# The numpy linspace() function uses a detailed explanation

May 30, 2021 Article blog

## Linspace() function

As a sequence generator, ``` numpy.linspace() ``` function is used to generate digital sequences in linear space at uniform steps.

Numpy can usually use ``` numpy.arange() ``` to generate sequences, but when we use floating-point parameters, it can result in a loss of precision, which can lead to unpredictable output. T o avoid any loss of precision due to floating-point accuracy, numpy provides us with a separate sequence generator in ``` numpy.linspace() ``` that is preferred if you already know the number of elements required. H owever, ``` linspace() ``` and ``` arange() ``` with the appropriate parameters are usually used to get the same output, so you can choose both for the same task.

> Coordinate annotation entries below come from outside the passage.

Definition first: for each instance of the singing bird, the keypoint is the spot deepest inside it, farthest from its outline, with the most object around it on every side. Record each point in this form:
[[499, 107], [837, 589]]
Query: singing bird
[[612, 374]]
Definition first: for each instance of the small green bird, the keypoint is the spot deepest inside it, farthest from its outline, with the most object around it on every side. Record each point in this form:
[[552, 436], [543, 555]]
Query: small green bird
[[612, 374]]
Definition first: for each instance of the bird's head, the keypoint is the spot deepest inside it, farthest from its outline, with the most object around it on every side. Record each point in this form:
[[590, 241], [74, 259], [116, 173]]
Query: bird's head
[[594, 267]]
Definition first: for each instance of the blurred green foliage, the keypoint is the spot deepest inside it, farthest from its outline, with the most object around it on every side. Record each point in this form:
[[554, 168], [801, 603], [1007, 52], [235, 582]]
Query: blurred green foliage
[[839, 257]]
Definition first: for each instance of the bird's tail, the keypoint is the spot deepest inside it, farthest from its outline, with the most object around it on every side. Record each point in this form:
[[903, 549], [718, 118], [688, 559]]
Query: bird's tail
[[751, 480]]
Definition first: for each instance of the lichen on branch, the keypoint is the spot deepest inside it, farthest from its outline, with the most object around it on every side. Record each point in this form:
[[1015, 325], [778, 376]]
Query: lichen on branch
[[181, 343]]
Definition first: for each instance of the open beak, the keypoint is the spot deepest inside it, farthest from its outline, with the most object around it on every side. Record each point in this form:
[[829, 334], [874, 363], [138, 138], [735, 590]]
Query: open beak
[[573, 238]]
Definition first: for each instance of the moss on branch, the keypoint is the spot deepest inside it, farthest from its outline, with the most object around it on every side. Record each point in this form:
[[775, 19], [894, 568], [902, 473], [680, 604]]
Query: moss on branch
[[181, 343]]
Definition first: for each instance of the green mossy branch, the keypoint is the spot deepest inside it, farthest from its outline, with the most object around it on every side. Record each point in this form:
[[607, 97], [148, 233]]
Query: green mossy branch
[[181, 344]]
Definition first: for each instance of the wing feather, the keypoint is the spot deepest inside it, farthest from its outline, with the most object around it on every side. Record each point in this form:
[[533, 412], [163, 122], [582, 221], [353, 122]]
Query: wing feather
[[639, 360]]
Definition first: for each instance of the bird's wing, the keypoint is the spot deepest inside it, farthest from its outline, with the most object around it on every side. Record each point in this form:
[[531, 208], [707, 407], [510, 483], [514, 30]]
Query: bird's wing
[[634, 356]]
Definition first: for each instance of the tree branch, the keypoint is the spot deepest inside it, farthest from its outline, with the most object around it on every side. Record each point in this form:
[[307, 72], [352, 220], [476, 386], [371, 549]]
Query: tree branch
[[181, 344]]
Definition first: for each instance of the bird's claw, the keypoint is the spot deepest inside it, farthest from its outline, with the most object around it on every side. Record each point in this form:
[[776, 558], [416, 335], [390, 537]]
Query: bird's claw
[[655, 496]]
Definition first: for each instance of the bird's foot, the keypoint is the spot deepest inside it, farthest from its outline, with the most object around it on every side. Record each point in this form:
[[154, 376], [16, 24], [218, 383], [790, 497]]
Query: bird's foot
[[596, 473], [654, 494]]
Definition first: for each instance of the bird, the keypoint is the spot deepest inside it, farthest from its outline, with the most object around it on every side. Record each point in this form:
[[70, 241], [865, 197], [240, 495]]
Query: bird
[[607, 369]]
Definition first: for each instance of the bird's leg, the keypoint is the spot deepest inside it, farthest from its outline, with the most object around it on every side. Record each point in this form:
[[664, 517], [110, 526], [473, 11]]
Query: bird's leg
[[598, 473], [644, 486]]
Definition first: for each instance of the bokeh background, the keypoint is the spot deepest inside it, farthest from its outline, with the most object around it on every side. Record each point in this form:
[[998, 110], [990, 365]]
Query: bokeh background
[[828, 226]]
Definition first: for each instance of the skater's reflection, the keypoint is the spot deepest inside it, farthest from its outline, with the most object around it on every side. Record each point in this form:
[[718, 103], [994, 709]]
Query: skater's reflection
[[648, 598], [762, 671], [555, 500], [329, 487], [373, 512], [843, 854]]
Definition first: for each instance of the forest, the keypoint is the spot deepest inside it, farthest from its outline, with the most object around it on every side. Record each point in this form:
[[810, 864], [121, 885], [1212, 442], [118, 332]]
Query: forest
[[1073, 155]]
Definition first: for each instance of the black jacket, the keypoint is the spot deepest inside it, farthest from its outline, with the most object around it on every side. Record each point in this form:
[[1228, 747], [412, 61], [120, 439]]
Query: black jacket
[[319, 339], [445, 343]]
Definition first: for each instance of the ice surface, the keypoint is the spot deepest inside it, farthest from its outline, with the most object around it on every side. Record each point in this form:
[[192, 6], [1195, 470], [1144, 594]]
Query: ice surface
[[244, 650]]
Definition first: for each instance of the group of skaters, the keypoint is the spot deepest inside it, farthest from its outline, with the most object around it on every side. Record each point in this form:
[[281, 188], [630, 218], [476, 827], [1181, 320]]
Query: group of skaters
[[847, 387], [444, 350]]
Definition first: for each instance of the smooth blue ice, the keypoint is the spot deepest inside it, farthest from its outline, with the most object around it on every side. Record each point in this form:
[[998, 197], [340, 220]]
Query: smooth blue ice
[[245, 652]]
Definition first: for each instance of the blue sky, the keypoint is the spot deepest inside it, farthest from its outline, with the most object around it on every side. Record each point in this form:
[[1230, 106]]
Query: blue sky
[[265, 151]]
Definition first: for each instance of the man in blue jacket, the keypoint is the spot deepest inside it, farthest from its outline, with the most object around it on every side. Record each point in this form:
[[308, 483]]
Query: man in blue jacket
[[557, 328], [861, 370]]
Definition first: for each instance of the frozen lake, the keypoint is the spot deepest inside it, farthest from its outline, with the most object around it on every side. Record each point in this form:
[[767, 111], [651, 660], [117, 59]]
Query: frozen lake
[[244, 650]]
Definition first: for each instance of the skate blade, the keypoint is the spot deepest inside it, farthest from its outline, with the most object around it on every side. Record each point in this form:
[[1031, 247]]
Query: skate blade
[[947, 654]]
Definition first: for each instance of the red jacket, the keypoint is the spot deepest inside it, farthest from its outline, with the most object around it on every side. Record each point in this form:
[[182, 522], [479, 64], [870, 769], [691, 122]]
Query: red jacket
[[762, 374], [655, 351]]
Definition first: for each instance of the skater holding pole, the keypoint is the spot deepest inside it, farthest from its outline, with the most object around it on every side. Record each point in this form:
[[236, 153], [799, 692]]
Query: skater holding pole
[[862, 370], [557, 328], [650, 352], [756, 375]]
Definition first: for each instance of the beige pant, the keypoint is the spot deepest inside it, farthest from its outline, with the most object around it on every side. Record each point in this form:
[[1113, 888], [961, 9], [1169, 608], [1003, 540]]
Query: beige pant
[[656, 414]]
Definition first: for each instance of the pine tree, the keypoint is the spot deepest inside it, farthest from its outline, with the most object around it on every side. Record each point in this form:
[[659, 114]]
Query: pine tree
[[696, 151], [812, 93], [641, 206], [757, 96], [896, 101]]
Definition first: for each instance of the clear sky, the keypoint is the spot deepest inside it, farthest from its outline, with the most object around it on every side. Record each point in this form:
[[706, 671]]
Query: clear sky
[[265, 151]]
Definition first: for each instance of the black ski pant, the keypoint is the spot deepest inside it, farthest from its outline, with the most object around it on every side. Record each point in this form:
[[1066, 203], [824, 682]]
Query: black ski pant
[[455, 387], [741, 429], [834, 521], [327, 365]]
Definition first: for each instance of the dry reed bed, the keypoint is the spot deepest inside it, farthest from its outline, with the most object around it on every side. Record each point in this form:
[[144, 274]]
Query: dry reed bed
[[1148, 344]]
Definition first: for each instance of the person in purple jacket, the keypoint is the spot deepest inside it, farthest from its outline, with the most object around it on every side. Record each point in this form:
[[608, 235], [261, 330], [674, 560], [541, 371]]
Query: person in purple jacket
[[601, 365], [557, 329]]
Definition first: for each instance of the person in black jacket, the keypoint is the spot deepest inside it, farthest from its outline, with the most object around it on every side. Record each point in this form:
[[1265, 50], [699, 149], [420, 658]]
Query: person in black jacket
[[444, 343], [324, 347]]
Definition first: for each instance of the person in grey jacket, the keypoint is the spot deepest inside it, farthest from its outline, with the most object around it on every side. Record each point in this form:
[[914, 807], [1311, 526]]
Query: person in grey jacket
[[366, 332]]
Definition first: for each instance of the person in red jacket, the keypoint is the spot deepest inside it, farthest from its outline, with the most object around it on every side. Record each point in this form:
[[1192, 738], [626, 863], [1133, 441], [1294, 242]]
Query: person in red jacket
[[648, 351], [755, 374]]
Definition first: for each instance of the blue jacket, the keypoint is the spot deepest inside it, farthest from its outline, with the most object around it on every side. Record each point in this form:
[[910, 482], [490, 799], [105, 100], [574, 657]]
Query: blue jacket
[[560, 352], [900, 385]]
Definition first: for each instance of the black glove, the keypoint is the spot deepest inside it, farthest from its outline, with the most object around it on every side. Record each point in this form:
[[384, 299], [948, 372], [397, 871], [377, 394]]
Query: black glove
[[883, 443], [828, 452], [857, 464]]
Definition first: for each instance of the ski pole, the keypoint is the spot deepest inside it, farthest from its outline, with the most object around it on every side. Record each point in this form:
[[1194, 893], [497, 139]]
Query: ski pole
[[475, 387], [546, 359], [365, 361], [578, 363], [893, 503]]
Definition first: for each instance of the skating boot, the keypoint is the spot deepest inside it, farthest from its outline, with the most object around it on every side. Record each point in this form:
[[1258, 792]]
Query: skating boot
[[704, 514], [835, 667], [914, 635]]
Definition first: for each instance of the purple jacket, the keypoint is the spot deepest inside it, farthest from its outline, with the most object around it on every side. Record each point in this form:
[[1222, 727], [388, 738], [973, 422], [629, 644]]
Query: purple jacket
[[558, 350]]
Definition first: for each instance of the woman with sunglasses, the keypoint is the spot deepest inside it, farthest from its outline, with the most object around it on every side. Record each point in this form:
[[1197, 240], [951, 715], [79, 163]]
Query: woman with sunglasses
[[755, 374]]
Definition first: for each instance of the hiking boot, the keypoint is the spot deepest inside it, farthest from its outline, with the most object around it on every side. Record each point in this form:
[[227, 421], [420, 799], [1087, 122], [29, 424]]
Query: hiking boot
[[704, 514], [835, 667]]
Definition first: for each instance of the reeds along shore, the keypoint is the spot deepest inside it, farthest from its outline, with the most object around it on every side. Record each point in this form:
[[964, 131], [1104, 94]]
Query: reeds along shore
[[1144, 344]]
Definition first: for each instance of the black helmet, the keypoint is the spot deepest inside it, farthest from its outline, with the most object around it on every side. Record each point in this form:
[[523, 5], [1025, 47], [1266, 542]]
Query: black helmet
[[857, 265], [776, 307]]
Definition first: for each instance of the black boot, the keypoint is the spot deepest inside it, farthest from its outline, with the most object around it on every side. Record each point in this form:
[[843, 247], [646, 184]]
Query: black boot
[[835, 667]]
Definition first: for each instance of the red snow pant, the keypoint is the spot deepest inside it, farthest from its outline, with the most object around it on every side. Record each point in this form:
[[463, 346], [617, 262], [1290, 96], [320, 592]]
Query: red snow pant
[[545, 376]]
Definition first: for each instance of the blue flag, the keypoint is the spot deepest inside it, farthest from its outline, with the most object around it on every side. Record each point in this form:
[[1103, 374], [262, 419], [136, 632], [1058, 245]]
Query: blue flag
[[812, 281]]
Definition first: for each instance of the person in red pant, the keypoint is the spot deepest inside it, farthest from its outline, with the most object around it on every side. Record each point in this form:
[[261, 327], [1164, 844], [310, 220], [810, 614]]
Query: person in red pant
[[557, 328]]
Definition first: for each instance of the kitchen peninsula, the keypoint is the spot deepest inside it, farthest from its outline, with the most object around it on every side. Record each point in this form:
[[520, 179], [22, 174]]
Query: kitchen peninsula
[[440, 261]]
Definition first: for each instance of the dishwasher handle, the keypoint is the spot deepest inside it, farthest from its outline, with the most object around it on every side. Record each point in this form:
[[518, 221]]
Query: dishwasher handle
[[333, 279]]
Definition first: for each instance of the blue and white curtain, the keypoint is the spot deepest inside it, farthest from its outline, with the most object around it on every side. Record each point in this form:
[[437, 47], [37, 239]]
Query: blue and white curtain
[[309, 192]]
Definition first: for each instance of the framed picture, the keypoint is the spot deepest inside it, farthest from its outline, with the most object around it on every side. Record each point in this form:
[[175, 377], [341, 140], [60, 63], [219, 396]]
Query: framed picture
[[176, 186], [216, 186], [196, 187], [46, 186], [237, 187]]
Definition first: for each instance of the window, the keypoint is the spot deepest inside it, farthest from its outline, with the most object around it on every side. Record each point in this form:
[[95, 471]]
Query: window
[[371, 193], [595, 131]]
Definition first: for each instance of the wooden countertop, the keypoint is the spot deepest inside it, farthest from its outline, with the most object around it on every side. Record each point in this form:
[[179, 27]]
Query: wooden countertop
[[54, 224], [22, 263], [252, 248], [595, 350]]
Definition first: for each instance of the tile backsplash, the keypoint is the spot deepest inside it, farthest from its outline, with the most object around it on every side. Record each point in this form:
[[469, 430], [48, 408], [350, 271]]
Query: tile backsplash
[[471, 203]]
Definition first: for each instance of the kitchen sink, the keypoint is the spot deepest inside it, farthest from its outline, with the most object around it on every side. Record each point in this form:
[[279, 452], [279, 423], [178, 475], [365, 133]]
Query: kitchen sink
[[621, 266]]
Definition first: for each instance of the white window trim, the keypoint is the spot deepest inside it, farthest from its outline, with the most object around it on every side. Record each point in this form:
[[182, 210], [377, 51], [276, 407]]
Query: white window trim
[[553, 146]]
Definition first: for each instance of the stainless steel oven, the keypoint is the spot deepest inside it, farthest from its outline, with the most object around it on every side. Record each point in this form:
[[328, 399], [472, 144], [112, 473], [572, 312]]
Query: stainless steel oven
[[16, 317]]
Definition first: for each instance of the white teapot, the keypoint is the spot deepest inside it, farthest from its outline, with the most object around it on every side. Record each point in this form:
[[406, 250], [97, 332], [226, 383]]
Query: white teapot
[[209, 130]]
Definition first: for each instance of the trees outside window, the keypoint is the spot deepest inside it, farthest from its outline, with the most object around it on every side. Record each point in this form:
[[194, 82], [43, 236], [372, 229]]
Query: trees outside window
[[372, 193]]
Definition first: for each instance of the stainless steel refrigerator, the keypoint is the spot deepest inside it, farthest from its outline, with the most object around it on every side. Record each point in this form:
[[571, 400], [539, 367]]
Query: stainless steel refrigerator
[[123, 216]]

For example, the following code uses ``` numpy.linspace() ``` to draw two linear sequences between 0 and 10 to show the uniformity generated by that sequence.

import numpy as np

import matplotlib.pyplot as plt

y = np.zeros(5)

x1 = np.linspace(0, 10, 5)

x2 = np.linspace(0, 10, 5)

plt.plot(x1, y, 'o')

plt.plot(x2, y + 0.5, 'o')

plt.ylim([-0.5, 1])

plt.show()

Output:

grammar:

Format: ``` array = numpy.linspace(start, end, num=num_points) ``` generates a uniform sequence between ``` start ``` and ``` end ``` with ``` num_points ``` elements.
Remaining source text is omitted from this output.